Any advise would be great.


----------



## etaf (Dec 28, 2008)

have you tried 
removing the adapter 
removing the battery
and holding the power switch on for at least 60 seconds


----------



## frosty1977 (Nov 11, 2012)

etaf said:


> have you tried
> removing the adapter
> removing the battery
> and holding the power switch on for at least 60 seconds


Yes, sorry should have said, that was the fisrt thing i did.

I pressed the volume button and that lit up (with and without the battery) and also the mousepad enable/disable button lit up when touched. But no other buttons light up, the HDD light doesn't even flicker even though you can hear the HDD start for a few seconds and no other light comes on (other than the power and battery light), normally they all light up while it goes through POST for a second, but seems it isn't even getting to POST.


----------



## Techie19 (Feb 10, 2008)

Try reseating the RAM and then reboot. If that doesn't help, try one stick of RAM at a time, rebooting in between.


----------



## frosty1977 (Nov 11, 2012)

Techie19 said:


> Try reseating the RAM and then reboot. If that doesn't help, try one stick of RAM at a time, rebooting in between.


Tried that also last night, didn't work.
I did read last night that this is a common fault with the Packard Bell Easynote laptop by where the wire between the on/off switch and the motherboard breaks as it runs under the hinge of the screen. So I think this will be my next check once I have worked out how to get inside that part of the laptop.


----------



## etaf (Dec 28, 2008)

theres quite a few 
Packard Bell Easynote disassembly
guides online

not sure what model you have - but a search of google for
Packard Bell Easynote disassembly
will bring up quite a few different guides


----------



## frosty1977 (Nov 11, 2012)

It's a TJ61 which doesn't seem very common on google, but the TJ65 comes up a lot and it looks similar, so will go looking with that and keep you posted. Thanks for the advise so far, I may be back lol.


----------



## frosty1977 (Nov 11, 2012)

Ok, I'm completely stuck. All I can find on YouTube is a seen replacement video and when I google disassembly instructions all I get is ask ftp file which won't download on my phone and a link to a tj65 on these forums, but that wants to download the toolbar which I'm not touching with a barge pole. I've only just got rid of all traces of that from something a month ago.


----------



## frosty1977 (Nov 11, 2012)

Ok worked it out and it isn't the wire. Any other suggestions welcome lol


----------



## misfortune68 (Jan 30, 2013)

Hi Frosty77

Any luck on this as I am having the same problem??


----------



## frosty1977 (Nov 11, 2012)

misfortune68 said:


> Hi Frosty77
> 
> Any luck on this as I am having the same problem??

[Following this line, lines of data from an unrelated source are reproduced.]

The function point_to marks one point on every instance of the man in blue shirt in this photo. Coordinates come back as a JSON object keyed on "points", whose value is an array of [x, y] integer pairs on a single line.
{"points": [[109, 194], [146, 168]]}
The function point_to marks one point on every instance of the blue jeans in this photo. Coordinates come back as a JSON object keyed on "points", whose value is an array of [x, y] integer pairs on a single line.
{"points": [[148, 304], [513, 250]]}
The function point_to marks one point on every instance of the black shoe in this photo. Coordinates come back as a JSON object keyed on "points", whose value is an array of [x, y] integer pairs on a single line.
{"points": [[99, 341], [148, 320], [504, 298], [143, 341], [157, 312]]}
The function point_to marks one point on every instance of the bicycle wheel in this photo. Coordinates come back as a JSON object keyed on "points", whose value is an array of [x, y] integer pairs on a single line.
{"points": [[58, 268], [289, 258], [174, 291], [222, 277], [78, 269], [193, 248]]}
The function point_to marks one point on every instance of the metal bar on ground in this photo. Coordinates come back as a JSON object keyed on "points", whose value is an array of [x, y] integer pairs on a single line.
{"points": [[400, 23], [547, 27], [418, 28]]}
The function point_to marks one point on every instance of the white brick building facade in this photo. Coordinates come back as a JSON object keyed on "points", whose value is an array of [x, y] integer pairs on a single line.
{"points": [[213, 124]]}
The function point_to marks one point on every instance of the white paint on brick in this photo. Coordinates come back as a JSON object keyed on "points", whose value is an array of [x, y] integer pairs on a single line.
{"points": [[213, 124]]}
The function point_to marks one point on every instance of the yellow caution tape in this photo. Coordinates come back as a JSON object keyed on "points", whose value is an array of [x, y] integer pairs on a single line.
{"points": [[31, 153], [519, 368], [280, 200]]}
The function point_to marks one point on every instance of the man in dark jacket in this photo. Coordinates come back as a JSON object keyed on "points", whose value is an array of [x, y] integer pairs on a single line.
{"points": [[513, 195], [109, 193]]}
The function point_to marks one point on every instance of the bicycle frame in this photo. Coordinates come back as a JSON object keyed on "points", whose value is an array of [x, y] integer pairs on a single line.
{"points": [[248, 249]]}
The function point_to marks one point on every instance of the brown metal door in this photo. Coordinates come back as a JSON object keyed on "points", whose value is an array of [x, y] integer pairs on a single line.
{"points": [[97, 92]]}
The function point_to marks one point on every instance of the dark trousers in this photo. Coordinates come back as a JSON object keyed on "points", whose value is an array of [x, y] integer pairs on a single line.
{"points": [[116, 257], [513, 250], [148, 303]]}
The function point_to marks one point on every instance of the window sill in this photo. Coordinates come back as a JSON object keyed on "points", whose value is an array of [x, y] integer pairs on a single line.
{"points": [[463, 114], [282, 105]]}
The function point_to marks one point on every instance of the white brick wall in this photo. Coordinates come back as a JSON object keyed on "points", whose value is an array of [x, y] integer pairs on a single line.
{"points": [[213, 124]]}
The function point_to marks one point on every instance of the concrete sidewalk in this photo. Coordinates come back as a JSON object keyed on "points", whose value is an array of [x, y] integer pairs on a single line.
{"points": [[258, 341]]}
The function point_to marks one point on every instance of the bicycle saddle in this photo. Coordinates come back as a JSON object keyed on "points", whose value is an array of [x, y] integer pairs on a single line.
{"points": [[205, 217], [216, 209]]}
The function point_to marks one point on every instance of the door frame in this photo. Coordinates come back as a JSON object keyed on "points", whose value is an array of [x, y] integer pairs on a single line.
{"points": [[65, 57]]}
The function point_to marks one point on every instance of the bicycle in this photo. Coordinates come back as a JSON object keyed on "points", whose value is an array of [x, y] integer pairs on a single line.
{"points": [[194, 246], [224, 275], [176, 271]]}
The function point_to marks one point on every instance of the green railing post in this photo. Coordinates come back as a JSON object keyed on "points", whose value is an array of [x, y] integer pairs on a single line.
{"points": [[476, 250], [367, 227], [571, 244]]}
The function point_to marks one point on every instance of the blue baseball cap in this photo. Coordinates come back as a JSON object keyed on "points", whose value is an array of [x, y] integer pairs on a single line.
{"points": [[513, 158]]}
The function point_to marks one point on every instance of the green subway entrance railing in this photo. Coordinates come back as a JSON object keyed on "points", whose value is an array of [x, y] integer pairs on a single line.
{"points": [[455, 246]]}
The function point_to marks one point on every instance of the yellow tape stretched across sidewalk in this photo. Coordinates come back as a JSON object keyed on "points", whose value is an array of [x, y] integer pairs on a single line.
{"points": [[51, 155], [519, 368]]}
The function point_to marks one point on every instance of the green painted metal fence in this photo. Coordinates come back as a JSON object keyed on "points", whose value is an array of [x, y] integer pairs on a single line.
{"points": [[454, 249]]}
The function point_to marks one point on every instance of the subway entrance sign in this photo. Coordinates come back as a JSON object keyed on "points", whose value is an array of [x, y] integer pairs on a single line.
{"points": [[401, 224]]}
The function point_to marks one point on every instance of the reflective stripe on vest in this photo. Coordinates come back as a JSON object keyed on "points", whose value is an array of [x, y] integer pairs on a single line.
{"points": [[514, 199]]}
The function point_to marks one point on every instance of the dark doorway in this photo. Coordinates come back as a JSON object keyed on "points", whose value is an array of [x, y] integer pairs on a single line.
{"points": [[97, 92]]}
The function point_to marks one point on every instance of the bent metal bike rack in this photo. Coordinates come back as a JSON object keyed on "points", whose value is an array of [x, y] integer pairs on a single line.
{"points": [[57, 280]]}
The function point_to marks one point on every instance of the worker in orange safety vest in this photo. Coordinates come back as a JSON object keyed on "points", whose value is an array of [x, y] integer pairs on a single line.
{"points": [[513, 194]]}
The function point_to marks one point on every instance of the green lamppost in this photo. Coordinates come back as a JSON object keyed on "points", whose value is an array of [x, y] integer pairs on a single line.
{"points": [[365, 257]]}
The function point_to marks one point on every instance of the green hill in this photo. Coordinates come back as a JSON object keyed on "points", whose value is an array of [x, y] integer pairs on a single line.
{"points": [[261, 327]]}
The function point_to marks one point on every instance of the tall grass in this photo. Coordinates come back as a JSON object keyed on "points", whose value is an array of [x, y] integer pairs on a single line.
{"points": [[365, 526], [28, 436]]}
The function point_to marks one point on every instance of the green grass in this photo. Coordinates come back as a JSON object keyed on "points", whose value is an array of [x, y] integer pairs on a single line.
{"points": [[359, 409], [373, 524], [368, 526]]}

Sorry, I tried everything, I had it apart and changed the ram. Put the HDD in a caddy and used it as an external drive, checked the power button and all internal connections. I even tried a new CMOS battery. it was completely dead, so I expect it was the motherboard. I had to buy a new one in the end.

Probably not what you want to hear, but at least it might prevent weeks of head banging against walls like I had.


----------